On ne trouve pas de réponse à ces questions. Aucune problématique ne justifie les propos. Il n’y a pas d’introduction véritable, mais un court avant propos ; il y a une page de conclusion qui est un résumé. Lisons donc l’avant propos pour connaitre le projet de l’auteur. Il nous dit qu’il s’agit d’un « essai » qui consistera à « dépeindre des figures d’intellectuels engagés » ou qui « chacun à sa façon adoptèrent des positions ambivalentes ». « Il ne s’agit pas de relater dans le détail, la vie de ces personnalités. Plusieurs historiens s’y sont déjà employés, à une ou deux exceptions près ». Effectivement, à part peut-être Jean-Paul Hütter, tous ces personnages sont connus et leur action de résistance ou de collaboration aussi.

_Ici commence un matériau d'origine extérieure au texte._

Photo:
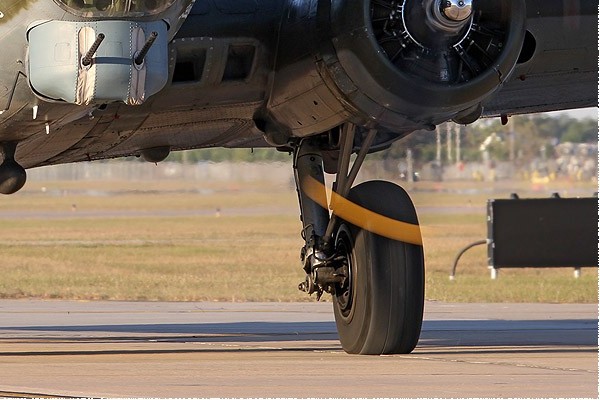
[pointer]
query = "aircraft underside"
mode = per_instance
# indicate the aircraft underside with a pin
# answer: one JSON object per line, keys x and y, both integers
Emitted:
{"x": 83, "y": 80}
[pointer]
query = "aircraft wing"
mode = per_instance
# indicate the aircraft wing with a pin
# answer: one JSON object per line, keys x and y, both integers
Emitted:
{"x": 558, "y": 66}
{"x": 253, "y": 73}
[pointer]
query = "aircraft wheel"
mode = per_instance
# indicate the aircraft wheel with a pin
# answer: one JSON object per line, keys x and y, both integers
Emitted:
{"x": 379, "y": 307}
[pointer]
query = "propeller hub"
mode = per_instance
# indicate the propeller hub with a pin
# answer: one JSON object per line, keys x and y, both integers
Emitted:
{"x": 456, "y": 10}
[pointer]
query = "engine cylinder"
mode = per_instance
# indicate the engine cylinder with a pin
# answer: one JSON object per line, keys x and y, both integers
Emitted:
{"x": 402, "y": 64}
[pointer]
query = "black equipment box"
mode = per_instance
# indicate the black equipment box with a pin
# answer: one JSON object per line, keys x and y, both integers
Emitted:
{"x": 553, "y": 232}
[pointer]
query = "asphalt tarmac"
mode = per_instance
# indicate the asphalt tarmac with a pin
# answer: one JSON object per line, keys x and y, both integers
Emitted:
{"x": 144, "y": 349}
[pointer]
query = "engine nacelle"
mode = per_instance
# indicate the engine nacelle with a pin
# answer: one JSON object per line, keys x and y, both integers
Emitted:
{"x": 399, "y": 64}
{"x": 410, "y": 58}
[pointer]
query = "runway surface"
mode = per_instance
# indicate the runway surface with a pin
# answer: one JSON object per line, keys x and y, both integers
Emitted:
{"x": 124, "y": 349}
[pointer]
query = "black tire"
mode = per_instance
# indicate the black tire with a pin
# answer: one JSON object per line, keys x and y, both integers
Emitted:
{"x": 380, "y": 309}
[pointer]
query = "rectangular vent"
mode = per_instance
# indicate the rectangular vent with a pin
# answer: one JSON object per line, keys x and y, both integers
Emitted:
{"x": 240, "y": 59}
{"x": 189, "y": 67}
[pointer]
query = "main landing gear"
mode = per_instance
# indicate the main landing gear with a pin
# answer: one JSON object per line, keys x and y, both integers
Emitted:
{"x": 368, "y": 254}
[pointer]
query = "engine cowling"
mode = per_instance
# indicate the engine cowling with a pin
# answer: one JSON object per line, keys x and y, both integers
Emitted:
{"x": 425, "y": 60}
{"x": 400, "y": 65}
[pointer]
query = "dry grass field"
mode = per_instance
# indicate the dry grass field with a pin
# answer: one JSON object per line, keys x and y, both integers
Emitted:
{"x": 164, "y": 241}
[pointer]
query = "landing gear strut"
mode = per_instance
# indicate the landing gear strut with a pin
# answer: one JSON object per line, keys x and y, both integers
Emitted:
{"x": 376, "y": 278}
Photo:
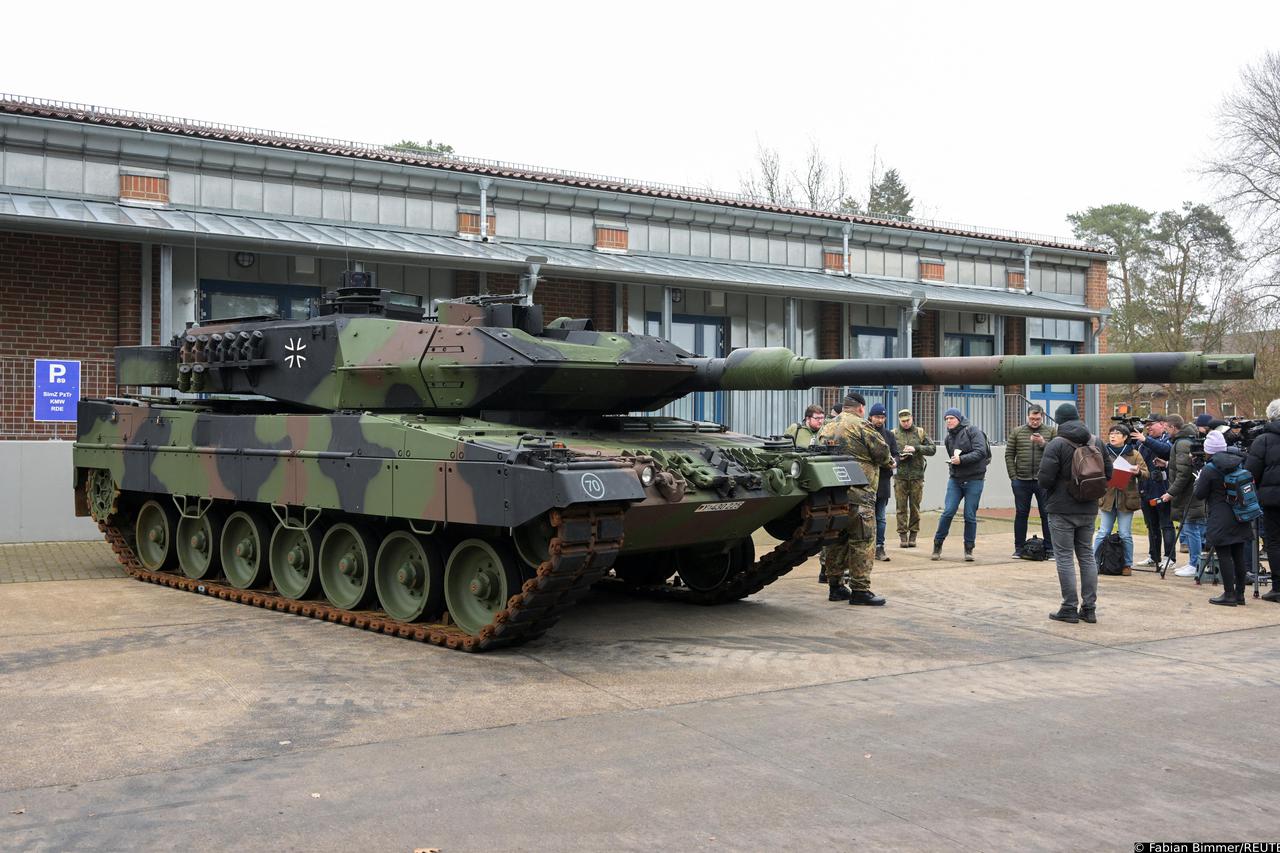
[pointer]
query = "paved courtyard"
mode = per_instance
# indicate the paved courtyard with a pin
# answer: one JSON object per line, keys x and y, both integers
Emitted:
{"x": 956, "y": 717}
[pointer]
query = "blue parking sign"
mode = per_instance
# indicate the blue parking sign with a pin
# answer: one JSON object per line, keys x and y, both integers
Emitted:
{"x": 56, "y": 389}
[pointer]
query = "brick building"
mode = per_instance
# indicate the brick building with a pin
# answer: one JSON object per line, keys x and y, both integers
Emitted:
{"x": 118, "y": 228}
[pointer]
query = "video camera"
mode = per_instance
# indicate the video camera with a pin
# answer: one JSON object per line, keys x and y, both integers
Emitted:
{"x": 1240, "y": 432}
{"x": 1133, "y": 423}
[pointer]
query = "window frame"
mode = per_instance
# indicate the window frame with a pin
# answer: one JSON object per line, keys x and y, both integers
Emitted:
{"x": 967, "y": 340}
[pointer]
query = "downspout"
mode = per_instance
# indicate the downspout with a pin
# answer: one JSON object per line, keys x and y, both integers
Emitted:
{"x": 167, "y": 293}
{"x": 535, "y": 264}
{"x": 846, "y": 231}
{"x": 1093, "y": 396}
{"x": 908, "y": 401}
{"x": 484, "y": 209}
{"x": 145, "y": 301}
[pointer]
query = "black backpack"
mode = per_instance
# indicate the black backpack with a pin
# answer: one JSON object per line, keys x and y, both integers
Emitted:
{"x": 1110, "y": 555}
{"x": 1034, "y": 550}
{"x": 1088, "y": 480}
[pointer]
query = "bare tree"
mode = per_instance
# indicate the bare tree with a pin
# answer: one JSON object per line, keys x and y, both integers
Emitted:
{"x": 1248, "y": 167}
{"x": 822, "y": 186}
{"x": 769, "y": 181}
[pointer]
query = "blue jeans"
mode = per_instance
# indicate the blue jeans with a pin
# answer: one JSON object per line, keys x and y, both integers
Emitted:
{"x": 1193, "y": 534}
{"x": 1023, "y": 493}
{"x": 970, "y": 491}
{"x": 1107, "y": 520}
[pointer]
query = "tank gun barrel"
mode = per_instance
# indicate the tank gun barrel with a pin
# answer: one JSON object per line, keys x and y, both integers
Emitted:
{"x": 778, "y": 368}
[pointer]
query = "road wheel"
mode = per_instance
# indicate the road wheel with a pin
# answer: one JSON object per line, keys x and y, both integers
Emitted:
{"x": 479, "y": 579}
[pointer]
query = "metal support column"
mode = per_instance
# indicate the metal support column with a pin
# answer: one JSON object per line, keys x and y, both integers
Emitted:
{"x": 145, "y": 302}
{"x": 167, "y": 329}
{"x": 997, "y": 328}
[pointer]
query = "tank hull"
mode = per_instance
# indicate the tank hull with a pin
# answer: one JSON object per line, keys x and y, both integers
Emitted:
{"x": 494, "y": 501}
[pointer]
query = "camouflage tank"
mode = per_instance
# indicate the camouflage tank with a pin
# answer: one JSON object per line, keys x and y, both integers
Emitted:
{"x": 465, "y": 479}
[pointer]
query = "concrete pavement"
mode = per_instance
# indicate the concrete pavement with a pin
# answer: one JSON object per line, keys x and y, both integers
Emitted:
{"x": 956, "y": 717}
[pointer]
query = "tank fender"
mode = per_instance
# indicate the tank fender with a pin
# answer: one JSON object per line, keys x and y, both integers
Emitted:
{"x": 534, "y": 491}
{"x": 823, "y": 473}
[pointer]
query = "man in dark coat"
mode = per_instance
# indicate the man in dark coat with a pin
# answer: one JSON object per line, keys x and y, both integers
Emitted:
{"x": 1072, "y": 520}
{"x": 1187, "y": 510}
{"x": 1153, "y": 447}
{"x": 1229, "y": 534}
{"x": 968, "y": 455}
{"x": 1264, "y": 463}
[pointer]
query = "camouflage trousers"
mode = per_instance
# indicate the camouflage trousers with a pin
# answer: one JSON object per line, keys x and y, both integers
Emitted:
{"x": 909, "y": 495}
{"x": 854, "y": 559}
{"x": 854, "y": 556}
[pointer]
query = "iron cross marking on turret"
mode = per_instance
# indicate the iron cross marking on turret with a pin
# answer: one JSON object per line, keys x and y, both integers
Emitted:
{"x": 295, "y": 347}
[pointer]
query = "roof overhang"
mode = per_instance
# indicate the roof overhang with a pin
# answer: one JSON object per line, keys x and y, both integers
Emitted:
{"x": 112, "y": 219}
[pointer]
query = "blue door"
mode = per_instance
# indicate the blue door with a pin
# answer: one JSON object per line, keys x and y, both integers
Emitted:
{"x": 702, "y": 336}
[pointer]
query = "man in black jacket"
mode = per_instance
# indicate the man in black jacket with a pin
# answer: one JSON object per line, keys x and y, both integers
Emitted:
{"x": 1072, "y": 520}
{"x": 1264, "y": 463}
{"x": 1155, "y": 448}
{"x": 968, "y": 455}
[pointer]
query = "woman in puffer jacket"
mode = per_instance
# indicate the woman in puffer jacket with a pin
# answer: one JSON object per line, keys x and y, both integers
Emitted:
{"x": 1119, "y": 505}
{"x": 1228, "y": 533}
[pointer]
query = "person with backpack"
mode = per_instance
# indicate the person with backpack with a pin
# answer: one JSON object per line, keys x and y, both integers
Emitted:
{"x": 1187, "y": 510}
{"x": 1074, "y": 473}
{"x": 805, "y": 432}
{"x": 1119, "y": 503}
{"x": 1264, "y": 463}
{"x": 1226, "y": 487}
{"x": 968, "y": 454}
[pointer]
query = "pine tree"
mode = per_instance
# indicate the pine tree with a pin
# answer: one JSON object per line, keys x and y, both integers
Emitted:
{"x": 888, "y": 197}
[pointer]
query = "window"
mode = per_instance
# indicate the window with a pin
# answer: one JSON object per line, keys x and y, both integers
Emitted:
{"x": 871, "y": 342}
{"x": 469, "y": 223}
{"x": 955, "y": 346}
{"x": 932, "y": 270}
{"x": 223, "y": 300}
{"x": 611, "y": 238}
{"x": 138, "y": 187}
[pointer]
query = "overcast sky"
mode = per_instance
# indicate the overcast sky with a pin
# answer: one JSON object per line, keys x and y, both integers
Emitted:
{"x": 1008, "y": 115}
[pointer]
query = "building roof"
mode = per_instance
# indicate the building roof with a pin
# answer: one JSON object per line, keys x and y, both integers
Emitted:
{"x": 85, "y": 113}
{"x": 200, "y": 228}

Le vrai projet de l’auteur est donc le suivant « reconstituer, au travers de récits et de propos (effectivement les citations constituent une bonne part du texte), souvent peu connus mais tous éclairants, les tempéraments, les motivations et les convictions de ces intellectuels ».
Des partis pris insidieux
Chaque personnage est donc évoqué en quelques pages, puis on passe au suivant Mais alors pourquoi ne pas avoir proposé la moindre réflexion synthétique, par exemple sur la profondeur du pacifisme qui conduit les uns et les autres dans des voies opposées ? Il nous faut encore signaler des partis pris insidieux. Jean-Paul Sartre a droit a cinq pages seulement. Le chapitre s’ouvre et se ferme par une citation d’un article intitulé « La République du silence », que Sartre publia dans Les Lettres françaises du 9 septembre 1944. La citation est la suivante « Jamais nous n’avons été plus libres que sous l’Occupation allemande ». L’auteur qualifie cette citation d’« étonnante », ainsi que quelques autres complètement sorties de leur contexte. Il laisse entendre que Sartre dit n’importe quoi. Il fait donc semblant (espérons-le) de ne pas savoir que cette formule prend sens qu’au prix d’une nouvelle définition de la liberté et nous renvoie pour être comprise à la philosophie existentialiste. La dizaine de pages consacrée à François Mitterrand, sous une apparence factuelle et distancée, est insidieusement malveillante.